Buckley recalled that Show Me History! was pitched to him and cowriter Mark Shulman as “Drunk History for 10-year-olds,” in which the graphic nonfiction work presents the true historical tales with elements of humor and creative paraphrasing to cater to the younger audience. “It’s a different way of telling familiar stories,” said Buckley. “If we can engage kids visually, we can get kids excited about these stories by making the experience fun.”
After developing manuscripts, Buckley immediately reached out to Roshell. The two had been friends for quite some time but had only done minor work together. “The first call I made was [to] John. We could not have done these without his expertise and support,” Buckley said. “He guided us through and helped us find some artists. He really took us through the whole process to bring the team together to win the game.” The result is sure to be a hit with kids across the country as the Show Me History! seamlessly unites Buckley’s calculated mind for nonfiction with Roshell’s striking eye for comics.
Buckley’s move to graphic nonfiction was a bit of an adjustment, but Roshell brought the experience needed, and the duo achieved a creative harmony. “Almost all of my work has been straight narrative,” said Buckley. “But to stop that writing and transition to essentially screenplay form, you need to think completely visually. It’s a lot of moving parts.”

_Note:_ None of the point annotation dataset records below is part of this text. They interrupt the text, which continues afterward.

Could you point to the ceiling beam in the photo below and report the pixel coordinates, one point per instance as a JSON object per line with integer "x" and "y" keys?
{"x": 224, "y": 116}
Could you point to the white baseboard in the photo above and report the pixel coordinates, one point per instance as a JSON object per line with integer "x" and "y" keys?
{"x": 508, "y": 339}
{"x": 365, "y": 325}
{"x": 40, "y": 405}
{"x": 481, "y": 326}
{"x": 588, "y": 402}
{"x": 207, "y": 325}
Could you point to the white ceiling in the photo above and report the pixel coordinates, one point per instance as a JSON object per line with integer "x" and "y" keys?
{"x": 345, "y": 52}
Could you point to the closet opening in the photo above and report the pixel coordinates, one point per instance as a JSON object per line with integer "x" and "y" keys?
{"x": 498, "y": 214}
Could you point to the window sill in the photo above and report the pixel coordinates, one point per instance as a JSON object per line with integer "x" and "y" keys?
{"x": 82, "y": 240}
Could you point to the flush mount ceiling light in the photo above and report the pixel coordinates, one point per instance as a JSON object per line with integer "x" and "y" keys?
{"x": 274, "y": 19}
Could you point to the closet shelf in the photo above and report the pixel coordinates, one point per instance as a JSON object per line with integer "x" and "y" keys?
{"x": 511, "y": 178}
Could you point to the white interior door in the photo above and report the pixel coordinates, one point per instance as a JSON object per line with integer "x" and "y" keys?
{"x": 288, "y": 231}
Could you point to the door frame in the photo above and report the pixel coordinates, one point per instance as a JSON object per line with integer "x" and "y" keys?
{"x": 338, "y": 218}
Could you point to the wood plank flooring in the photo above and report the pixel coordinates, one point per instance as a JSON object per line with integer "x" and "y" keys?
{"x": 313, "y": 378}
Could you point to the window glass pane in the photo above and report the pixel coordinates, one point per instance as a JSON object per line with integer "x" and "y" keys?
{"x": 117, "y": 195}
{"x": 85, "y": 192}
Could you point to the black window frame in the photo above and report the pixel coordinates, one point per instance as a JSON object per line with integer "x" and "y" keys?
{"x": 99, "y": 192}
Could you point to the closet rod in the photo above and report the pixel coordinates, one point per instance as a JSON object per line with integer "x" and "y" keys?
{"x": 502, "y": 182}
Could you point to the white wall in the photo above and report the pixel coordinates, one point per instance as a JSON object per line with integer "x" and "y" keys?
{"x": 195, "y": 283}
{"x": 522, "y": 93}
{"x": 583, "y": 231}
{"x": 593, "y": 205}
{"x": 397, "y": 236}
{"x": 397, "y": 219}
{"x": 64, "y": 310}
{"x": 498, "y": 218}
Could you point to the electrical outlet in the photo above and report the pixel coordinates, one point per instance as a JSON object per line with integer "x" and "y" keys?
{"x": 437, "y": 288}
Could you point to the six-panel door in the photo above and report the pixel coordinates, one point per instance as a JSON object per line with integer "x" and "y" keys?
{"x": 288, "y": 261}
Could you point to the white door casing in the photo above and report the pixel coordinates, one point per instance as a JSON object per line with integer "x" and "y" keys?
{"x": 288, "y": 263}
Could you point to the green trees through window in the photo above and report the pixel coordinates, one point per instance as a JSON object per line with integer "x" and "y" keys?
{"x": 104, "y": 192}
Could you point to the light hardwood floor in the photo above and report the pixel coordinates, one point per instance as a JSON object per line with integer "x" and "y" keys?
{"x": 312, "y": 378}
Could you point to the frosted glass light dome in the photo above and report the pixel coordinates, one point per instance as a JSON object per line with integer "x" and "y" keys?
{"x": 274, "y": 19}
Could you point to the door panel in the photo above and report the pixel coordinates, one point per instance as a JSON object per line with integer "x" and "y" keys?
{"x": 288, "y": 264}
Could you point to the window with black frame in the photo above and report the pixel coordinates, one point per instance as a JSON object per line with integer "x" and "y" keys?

Most of Roshell’s lettering work has been geared toward older audiences, so children’s graphic nonfiction was uncharted territory. However, Roshell appreciated Buckley’s more creative narrative approach. “The characters are constantly interacting with the comic format and the reader. The books are irreverent and silly, so it was fun getting into that space,” Roshell said.
Ultimately, as a comic letterer for more than 20 years, Roshell’s expertise was exactly what the project needed to pop visually for a younger audience. “What I love about comics is you can put anything on the page. You aren’t limited by special effects or any sort of budgetary boundaries,” explained Roshell. “With comics, you can really play around with visual effects and narrative structure, and I think these books do that well.”
The two also received some help from Roshell’s MAD Academy students, a Santa Barbara High School extracurricular program that teaches students Adobe Illustrator and Photoshop skills and applies them to comic lettering. The students worked on the lettering in the Show Me History!, gaining valuable hands-on experience. “The experience was really rewarding for them,” he said. “It was great that when the books came out, they got to hold them in their hands and see their names in the credits. They got to see that they made something. One student even got to bring home a copy for his little brother.”
In true spirit of Buckley’s passion for sports writing, Show Me History!’s development was a total team effort.